身近にいる人が、認知症になったら・・・・。認知症は発症してしまった本人もつらい、周りの方もつらい病気です。
本人の為に一生懸命に介助をするが、本人は忘れてしまう、あんなに立派だった父母が、子供みたいに暴れてる、自分が親を叱って教えなければならない、など本人および周りの方も精神的に辛く、心が壊れてしまいます。
では、どのように接していくべきか・・・。
まず、認知症を知る事から始めましょう。
目次
認知症の人はご自分をどう思っているか?
どうしても援助する側の大変さが多すぎて、なかなか見落としてしまうのですが、病気になったご本人はご自身をどう感じているのでしょう?、何も感じなくなってしまうのでしょうか。
認知症になったご本人の感情を、知っていこうと思います。
認知症の方の思考は?
≪ 認知症になった方ご本人は・・・ ≫
- ご自身は、いろんな事を出来なくなっていく事に気づいている。
- ご自身が一番戸惑っていて、一番もどかしい。
- 最近の記憶から徐々に過去にさかのぼって忘れて行くので「何も分からなくなるわけではない」。
- ご自身にとって理解できない環境におかれると混乱してしまう。
- 一般的に問題行動と呼ばれる行動がご自身の中では普通の行動に感じる。
- 認知症になって、逆に鋭敏になる感覚があり、不快に感じる事がある。それを押えられずパニックになる。
問題行動の裏にある感情は?
代表的な認知症の症状で、通常ですと問題行動と、とられてしまうような行動の裏にあるものを、知っていこうと思います。
① 叫ぶ、声を荒げて怒る、たたく。
ご自身の身体の環境、痛みや、空腹感、眠気、もしくは周りの環境、音がうるさい、暑い、寒い、臭い、などの環境におかれていると、それが不安、悲しみ、さみしさ、怒りなどの気持ちに変わり、うまく自分でもわからず問題行動となってしまう。
② 体に触ると殴る
「体を拭く」という事が理解できず、介助する行動が、ご自身への攻撃行動と感じてしまい、抵抗したり暴れたりしてしまう。
③ 便などを触る、投げる
認知症になりますと、とっさに起こった事を解釈する事が出来なくなっていますので、困惑して単純な行動を起こしてしまう事になります。
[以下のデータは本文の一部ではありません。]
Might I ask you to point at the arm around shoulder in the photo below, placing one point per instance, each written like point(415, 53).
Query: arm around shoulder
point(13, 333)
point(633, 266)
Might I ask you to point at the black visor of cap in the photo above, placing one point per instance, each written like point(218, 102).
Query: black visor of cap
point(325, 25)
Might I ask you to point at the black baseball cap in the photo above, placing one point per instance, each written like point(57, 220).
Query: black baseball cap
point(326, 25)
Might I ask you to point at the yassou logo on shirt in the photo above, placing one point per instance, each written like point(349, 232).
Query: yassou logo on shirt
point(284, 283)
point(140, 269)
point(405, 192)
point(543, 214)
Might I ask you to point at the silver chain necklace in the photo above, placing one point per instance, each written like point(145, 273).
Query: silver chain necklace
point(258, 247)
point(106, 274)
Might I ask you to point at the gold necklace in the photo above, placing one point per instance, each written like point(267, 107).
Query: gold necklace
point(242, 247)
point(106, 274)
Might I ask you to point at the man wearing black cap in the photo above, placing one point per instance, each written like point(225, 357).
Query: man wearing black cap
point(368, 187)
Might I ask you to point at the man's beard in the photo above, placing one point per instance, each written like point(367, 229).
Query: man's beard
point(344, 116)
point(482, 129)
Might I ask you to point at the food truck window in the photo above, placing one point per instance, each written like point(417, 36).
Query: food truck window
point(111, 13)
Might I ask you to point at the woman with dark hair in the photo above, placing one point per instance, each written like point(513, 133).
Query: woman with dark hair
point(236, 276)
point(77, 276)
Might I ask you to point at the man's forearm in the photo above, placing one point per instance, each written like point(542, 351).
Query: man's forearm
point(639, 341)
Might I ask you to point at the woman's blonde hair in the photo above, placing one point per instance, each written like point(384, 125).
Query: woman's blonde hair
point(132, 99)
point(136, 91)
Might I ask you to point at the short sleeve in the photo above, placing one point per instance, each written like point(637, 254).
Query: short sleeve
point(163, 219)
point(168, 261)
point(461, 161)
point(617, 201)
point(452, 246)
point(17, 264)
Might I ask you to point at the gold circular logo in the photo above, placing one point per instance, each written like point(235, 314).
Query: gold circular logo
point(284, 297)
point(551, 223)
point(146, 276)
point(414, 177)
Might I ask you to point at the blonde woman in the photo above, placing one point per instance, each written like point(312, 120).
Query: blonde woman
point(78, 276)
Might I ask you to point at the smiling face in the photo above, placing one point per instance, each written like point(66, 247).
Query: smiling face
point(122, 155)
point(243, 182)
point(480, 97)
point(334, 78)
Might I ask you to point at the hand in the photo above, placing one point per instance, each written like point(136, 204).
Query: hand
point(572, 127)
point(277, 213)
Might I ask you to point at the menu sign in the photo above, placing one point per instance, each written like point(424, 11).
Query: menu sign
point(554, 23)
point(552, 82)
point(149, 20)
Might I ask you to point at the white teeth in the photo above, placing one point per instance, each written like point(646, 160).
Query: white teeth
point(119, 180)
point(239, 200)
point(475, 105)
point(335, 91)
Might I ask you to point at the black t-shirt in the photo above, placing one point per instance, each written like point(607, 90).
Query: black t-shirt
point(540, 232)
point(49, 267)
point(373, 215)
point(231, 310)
お尻が気持ち悪かったりしますと、とっさの反応でそれを触り、「手を洗う」という事が理解できず、その辺になすりつけて、手をきれいにする、といった行動になります。
ご本人は、汚れた手を拭いただけ、何も悪い事はしていないという認識になります。
それを注意されると、混乱して感情的になります。
④ 紙などを食べてしまう
ご本人は、食べたいわけではなく、「目につくもの=口に運ぶという行動」に結びついてしまっているだけで、側頭葉の不具合で起こる行動だそうです。
⑤ 収集癖
同じものを、買ったり、持ってきてしまう。
本人は、集めた直後には、その事を忘れてしまいますので、再度その行為を繰り返します。
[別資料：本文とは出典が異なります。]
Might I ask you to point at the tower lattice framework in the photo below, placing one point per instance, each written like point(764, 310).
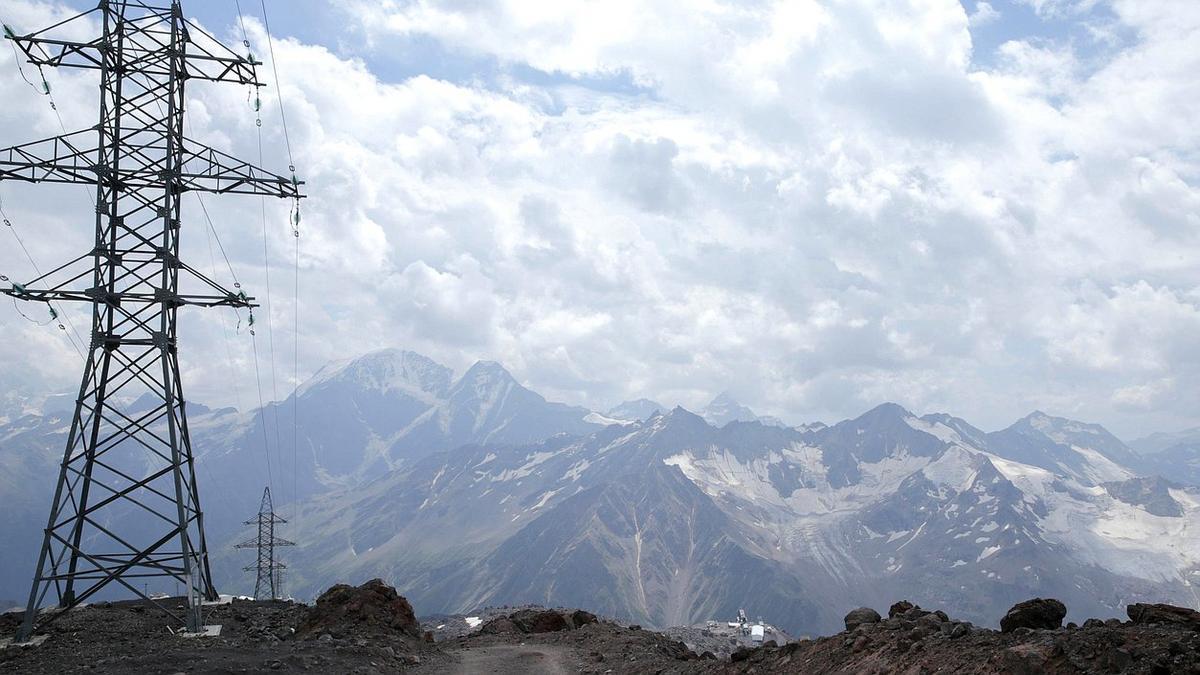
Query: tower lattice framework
point(268, 568)
point(126, 507)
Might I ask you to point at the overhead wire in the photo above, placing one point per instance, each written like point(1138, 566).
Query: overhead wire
point(294, 222)
point(267, 274)
point(55, 308)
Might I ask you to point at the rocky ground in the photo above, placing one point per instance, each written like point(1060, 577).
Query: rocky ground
point(372, 629)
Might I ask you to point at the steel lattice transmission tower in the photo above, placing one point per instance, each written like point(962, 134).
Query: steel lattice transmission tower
point(269, 568)
point(126, 508)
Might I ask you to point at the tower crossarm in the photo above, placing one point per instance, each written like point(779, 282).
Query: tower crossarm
point(71, 159)
point(205, 57)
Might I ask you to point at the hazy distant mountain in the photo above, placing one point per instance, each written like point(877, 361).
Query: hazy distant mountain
point(1084, 452)
point(1171, 455)
point(675, 520)
point(475, 490)
point(358, 419)
point(635, 410)
point(725, 408)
ご本人は、まだ集めていない時に戻っておりますので、「この前買った」など否定されると、嘘をつかれていると感じ、不快な思いをします。
⑥ 幻覚
家に人がいる、音がする、虫がいる、などの幻視、幻聴は、ご本人が目で見た情報を元に、脳がつくりだしている映像や音ですので、ご本人からすれば実在するものと同じく感じ、見わけ聞きわけはできません。
⑦ 妄相
「食事に毒が入っている」「お金を盗まれた」「誰かが家に入ってきた」など、ありえないような事を言う行動ですが、こちらもご本人の、不安感、恐怖などの感情から、脳がつくりだしたものを描いていますので、否定をしても逆効果になります。
ご本人からすれば、本当におきた事になります。
認知症の方への正しい接し方は?
ここまで、認知症の方ご本人の目線でいろいろ見て来ましたが、共通するところは、『ご本人の世界観ではすべて正しい行動』になる事だと思います。
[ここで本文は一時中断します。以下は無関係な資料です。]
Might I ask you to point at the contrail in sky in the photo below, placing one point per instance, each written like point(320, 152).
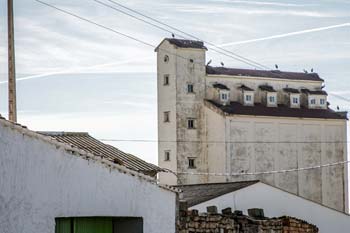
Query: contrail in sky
point(76, 70)
point(286, 35)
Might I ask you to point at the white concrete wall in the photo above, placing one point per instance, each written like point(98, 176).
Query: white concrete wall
point(276, 202)
point(241, 154)
point(167, 102)
point(39, 182)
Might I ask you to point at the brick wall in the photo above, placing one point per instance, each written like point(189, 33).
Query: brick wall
point(227, 222)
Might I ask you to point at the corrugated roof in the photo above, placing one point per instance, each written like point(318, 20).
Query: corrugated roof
point(195, 194)
point(236, 108)
point(89, 144)
point(263, 73)
point(220, 86)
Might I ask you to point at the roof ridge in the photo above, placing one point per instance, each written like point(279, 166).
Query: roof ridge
point(79, 152)
point(219, 183)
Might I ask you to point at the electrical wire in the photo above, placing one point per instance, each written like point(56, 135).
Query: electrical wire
point(235, 55)
point(219, 142)
point(266, 172)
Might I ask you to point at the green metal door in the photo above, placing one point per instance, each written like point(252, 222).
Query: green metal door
point(93, 225)
point(64, 225)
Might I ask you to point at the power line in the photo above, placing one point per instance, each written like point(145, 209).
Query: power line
point(235, 55)
point(112, 30)
point(266, 172)
point(218, 142)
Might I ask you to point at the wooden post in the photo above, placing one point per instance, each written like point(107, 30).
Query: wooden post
point(11, 64)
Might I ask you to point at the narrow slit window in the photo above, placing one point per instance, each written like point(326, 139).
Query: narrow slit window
point(167, 155)
point(191, 123)
point(166, 80)
point(191, 163)
point(166, 116)
point(190, 88)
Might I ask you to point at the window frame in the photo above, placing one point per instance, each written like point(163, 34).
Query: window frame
point(166, 116)
point(166, 81)
point(191, 125)
point(190, 90)
point(167, 155)
point(191, 163)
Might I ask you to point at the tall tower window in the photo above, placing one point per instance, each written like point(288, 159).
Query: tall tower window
point(166, 80)
point(166, 58)
point(191, 123)
point(190, 88)
point(167, 155)
point(166, 116)
point(191, 163)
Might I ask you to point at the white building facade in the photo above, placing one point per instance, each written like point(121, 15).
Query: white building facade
point(216, 120)
point(45, 185)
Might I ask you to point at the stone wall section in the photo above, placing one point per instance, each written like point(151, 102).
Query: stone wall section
point(191, 221)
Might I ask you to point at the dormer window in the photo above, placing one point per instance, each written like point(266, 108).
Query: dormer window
point(294, 97)
point(271, 95)
point(166, 58)
point(295, 100)
point(222, 93)
point(190, 88)
point(224, 96)
point(248, 98)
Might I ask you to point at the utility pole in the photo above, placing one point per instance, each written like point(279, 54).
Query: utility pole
point(11, 64)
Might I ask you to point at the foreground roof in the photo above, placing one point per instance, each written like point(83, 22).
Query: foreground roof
point(263, 73)
point(197, 193)
point(236, 108)
point(89, 144)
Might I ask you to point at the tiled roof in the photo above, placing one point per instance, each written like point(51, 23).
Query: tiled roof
point(267, 88)
point(195, 194)
point(89, 144)
point(291, 90)
point(220, 86)
point(245, 88)
point(236, 108)
point(186, 43)
point(263, 73)
point(318, 92)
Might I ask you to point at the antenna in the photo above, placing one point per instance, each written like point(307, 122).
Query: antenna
point(11, 64)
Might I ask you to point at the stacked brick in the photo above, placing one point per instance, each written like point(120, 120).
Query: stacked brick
point(212, 222)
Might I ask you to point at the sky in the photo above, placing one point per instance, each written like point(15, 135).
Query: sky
point(73, 76)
ですので、いきなりその行動を『否定』や『注意』などはせずに、こうだったから、こうゆう行動に出てしまったんだな・・と、ではそうならないように環境を工夫してあげるというのが大事だと思います。
そして、援助する側も、楽になるように、家の物の配置を変えたり、本人に注意する以外で、何かを変えたら症状が治まった、などを早く探して、まず援助者ご自身もどうすれば怒らず、楽できるか・・から考えてみる事が大事だと思います。
まとめ
認知症になってしまった方の思考を知る事で、少し介護に対する思いが変わってくると思います。
不安な気持ちをうまく表現できなくなってしまい、問題行動をとってしまうわけです、その根本にある原因に気づいてあげるというのが大事になってきます。